I've been struggling with this Gentoo installation for about 4 days, and it's all because of my ALC 201 sound chip.  But I've found a kernel patch for and I'm not getting any erros so far.  But I'm missing alot from my /dev directory.  No dsp, no audio, no mixer, and the /dev/sound it empty.  I've tried MAKEDEV, but all that did was generate a bunch of 'mv' errors.  Does this have anything to do with running devfs? Someone please help!

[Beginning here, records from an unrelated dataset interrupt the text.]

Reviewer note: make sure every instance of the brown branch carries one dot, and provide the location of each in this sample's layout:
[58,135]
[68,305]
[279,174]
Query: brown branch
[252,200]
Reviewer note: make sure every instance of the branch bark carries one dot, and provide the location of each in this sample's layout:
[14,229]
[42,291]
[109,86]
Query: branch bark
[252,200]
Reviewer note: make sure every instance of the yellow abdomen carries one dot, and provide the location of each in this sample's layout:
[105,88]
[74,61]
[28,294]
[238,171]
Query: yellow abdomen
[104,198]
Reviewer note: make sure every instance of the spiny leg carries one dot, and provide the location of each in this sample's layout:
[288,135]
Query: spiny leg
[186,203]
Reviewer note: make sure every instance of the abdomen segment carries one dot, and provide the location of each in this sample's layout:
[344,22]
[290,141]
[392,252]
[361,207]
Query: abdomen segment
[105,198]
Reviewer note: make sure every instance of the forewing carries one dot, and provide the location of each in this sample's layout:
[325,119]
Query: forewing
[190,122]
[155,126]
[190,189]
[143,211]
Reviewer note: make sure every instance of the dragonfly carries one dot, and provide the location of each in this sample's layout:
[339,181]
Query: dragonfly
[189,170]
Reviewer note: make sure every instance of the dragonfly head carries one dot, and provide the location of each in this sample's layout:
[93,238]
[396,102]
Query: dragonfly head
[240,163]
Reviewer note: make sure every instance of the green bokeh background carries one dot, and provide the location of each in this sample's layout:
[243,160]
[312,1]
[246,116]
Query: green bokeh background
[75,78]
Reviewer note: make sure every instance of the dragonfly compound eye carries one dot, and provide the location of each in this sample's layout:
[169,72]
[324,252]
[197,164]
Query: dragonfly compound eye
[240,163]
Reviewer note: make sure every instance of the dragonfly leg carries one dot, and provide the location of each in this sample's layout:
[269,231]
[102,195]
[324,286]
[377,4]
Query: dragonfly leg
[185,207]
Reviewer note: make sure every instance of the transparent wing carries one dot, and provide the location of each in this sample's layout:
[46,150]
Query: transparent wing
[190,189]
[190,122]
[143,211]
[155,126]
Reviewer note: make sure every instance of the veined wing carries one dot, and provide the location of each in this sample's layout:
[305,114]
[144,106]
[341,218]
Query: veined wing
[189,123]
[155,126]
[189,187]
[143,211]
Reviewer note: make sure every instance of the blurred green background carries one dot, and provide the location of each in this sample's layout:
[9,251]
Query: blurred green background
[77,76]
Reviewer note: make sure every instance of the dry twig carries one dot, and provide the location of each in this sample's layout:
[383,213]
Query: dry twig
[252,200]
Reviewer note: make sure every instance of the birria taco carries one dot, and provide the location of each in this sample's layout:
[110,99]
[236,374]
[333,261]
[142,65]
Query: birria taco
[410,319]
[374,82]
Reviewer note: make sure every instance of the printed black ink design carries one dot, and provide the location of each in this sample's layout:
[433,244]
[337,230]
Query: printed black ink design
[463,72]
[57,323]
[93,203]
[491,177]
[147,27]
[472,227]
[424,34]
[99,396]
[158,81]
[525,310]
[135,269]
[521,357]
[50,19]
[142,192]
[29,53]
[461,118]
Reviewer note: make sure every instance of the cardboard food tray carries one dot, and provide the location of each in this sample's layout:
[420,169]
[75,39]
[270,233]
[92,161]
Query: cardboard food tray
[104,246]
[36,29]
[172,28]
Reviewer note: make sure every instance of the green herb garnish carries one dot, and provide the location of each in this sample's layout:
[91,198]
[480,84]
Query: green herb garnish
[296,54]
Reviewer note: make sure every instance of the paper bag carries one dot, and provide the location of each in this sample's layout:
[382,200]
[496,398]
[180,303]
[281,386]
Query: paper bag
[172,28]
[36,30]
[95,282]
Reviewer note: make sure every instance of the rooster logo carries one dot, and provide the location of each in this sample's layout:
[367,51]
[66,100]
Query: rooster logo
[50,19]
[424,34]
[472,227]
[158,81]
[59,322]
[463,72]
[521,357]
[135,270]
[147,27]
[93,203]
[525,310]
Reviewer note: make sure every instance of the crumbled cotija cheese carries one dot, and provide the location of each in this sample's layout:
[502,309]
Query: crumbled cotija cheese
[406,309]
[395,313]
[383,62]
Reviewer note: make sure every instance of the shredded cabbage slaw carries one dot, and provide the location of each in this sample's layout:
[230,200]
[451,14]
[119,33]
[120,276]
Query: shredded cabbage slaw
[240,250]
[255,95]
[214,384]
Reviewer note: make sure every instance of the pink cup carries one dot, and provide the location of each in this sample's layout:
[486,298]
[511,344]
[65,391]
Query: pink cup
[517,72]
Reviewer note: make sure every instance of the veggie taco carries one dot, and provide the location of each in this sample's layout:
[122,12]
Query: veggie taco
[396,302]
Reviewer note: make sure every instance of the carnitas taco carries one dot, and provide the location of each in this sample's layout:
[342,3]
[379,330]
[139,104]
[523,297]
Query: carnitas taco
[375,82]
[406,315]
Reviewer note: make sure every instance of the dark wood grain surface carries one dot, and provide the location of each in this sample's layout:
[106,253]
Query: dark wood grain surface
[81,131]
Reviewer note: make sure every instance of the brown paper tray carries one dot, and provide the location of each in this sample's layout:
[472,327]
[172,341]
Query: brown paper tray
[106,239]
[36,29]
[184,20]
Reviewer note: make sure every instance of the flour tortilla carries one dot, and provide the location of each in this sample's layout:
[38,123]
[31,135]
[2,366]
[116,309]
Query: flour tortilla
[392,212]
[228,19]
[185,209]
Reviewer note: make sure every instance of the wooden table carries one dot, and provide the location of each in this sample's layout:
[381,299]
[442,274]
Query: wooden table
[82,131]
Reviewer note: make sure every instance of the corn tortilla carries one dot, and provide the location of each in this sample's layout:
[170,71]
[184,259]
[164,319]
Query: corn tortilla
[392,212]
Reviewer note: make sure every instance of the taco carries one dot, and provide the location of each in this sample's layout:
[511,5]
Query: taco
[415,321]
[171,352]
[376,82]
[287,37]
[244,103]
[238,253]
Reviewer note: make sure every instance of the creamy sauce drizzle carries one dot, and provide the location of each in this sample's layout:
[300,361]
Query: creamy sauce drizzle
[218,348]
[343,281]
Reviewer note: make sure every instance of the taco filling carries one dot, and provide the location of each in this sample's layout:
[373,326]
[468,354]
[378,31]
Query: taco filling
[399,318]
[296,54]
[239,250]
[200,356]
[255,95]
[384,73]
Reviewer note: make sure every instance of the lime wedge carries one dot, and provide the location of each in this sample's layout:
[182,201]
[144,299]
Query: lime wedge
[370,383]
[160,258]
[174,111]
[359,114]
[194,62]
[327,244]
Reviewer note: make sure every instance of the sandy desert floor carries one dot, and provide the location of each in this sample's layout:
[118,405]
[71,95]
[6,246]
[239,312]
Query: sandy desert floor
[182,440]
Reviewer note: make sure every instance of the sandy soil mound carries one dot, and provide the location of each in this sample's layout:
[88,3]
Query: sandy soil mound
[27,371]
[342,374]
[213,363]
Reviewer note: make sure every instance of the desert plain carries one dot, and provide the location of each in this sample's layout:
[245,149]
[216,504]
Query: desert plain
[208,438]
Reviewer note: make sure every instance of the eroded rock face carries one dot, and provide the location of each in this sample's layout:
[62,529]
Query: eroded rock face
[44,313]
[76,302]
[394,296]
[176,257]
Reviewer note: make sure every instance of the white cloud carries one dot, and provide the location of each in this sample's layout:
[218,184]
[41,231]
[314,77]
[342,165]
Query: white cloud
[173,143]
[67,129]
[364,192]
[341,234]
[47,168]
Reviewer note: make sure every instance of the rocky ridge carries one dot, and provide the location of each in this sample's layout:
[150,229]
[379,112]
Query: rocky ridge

Also, in the /dev directory, there's quite a few files with a date stamp of Decemeber 31, 1969?  What's going on here?

----------

## duff

Well, compiling the OSS sound module and modprobe'ing sound brought them back...but I'm not using any modules under the OSS heading?  Does this make sense.  

Trying to access /dev/audio or /dev/dspW gives me "No such devices or address".

Any ideas....anyone?

----------

## DanielArnold

 *duff wrote:*   

>  I've tried MAKEDEV, but all that did was generate a bunch of 'mv' errors.

 

Same thing at my system (using es1371 sound driver)

MAKEDEV keeps complaining about permissions.

----------

## rac

If you are using devfs, you don't need MAKEDEV, and it will indeed complain about permissions.  /dev belongs to devfsd, and if you want it to put things in there, /etc/devfsd.conf is the place to tell it so.

----------